Era domingo. O dia parecia como qualquer outro domingo de verão ensolarado que eu pudesse viver, a não ser por um motivo: acordar cedo. Minha feição emburrada de olhos caídos expressava perfeitamente o quanto eu odiava acordar cedo, principalmente por acordar e por ser um fim de semana (de fato). Me sento na ponta da cama, com o despertador gritando aquela melodia chata e aleatória porque esqueci de desabilitar o alarme do horário que eu ia pra escola e como se não bastasse esse eletrônico berrando essa melodia de harpa desafinada que só toca uma nota musical, ouço leves socos na porta do meu quarto e em seguida, uma voz.
- Filhooo! Já acordou? - ela diz com a sua voz miada, abrindo a porta e já sei do que se trata, digno de deixar o Hércules chorando na sarjeta pelo pergaminho de favores que ela provavelmente vai me passar.
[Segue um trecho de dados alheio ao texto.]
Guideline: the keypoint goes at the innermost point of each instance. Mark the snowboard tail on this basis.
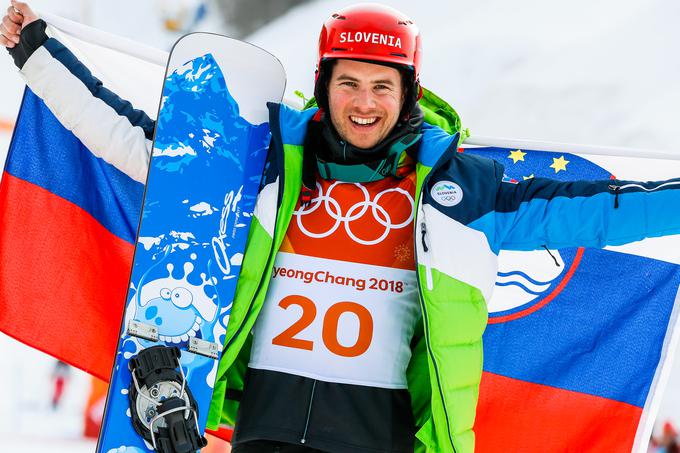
(209, 150)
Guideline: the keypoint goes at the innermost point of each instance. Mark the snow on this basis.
(587, 71)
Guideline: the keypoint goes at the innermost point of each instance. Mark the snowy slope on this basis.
(598, 72)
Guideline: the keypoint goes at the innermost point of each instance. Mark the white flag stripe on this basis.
(572, 148)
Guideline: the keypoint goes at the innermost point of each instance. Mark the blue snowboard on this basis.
(209, 149)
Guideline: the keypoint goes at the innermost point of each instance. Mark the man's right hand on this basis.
(18, 16)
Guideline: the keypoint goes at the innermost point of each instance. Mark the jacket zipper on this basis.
(617, 189)
(640, 186)
(309, 413)
(426, 260)
(428, 272)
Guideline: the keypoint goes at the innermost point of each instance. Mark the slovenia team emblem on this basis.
(447, 193)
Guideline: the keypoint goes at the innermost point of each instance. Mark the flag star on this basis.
(559, 164)
(516, 156)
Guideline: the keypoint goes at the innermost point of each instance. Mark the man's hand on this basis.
(18, 16)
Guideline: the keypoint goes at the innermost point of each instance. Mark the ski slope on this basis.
(601, 72)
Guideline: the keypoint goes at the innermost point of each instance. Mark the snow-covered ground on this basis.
(586, 71)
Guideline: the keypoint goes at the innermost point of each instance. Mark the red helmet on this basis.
(373, 32)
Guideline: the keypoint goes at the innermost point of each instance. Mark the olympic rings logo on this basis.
(356, 211)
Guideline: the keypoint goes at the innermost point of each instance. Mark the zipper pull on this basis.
(423, 231)
(616, 190)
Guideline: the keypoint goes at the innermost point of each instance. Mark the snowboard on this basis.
(209, 149)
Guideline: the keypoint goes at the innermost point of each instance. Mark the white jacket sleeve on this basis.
(107, 125)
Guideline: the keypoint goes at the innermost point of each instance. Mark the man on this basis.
(359, 313)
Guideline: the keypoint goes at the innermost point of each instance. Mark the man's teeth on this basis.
(363, 121)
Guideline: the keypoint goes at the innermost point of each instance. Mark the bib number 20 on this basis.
(329, 333)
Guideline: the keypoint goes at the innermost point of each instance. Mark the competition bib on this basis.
(337, 321)
(343, 304)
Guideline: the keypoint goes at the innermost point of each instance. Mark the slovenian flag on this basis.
(578, 340)
(575, 353)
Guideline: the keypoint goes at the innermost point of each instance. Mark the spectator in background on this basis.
(60, 376)
(668, 442)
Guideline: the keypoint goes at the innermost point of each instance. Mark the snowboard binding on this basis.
(163, 410)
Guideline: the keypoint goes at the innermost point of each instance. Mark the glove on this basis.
(32, 37)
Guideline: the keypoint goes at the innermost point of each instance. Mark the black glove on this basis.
(31, 37)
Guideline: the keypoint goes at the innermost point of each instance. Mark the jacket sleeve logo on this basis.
(447, 193)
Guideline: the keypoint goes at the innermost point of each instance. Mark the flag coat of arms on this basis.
(578, 343)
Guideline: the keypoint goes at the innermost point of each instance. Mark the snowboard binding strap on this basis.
(163, 410)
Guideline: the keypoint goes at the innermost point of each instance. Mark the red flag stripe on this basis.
(72, 297)
(519, 416)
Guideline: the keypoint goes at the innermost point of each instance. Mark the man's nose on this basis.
(364, 99)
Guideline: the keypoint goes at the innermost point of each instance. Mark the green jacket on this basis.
(465, 214)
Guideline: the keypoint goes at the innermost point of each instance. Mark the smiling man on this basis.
(358, 318)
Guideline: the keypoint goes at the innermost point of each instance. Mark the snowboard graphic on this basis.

- Como você pode ver, eu já estou acordado. Mas deve ser uma sessão espírita porque você está falando com a minha alma mesmo, meu corpo tá sonhando ainda embaixo desse cobertor.
- Credo menino, 'tá repreendido. - ela faz o sinal de cruz no rosto e só disse isso porque sei que ela odeia, banca de fiel fervorosa com a fé inabalável mas se arrepia toda se ouve uma conversa de candomblé ou umbanda. - Quero que você vá ao mercado e me traga essas coisas. - ela me estende um pedaço de papel, que continha os itens da compra e leio sem assentir.
Me levanto e ela me entrega uma quantia em dinheiro, que coloco no bolso e sigo para o banheiro enquanto ela sai porta afora do meu quarto. Fazendo minhas higienes pessoais, é de costume que eu reflita e debata tudo o que eu vivencio e me aconselho ao que eu devo ou não fazer, com o meu eu cirúrgico e sensato, mas hoje não cumpro essa minha parte matinal por motivos de mal humor e não querer pôr o pé para fora de casa essa hora da manhã mas me obrigo a sair pelo bem da minha liberdade, mesmo estando saindo para cumprir uma ordem. Visto uma roupa qualquer que faça uma mínima combinação, arrumo meu cabelo do mesmo jeito de sempre e forço um sorriso antes de descer as escadas, sentindo que possa ser um bom dia, espremendo um pouco de empolgação de mim. Pego os meus companheiros de ouvido, junto ao meu celular e uma maçã antes de sair de casa para não desmaiar na rua mas logo, levo uma advertência por querer me alimentar (que isso gente, um esconderijo de cativeiro?)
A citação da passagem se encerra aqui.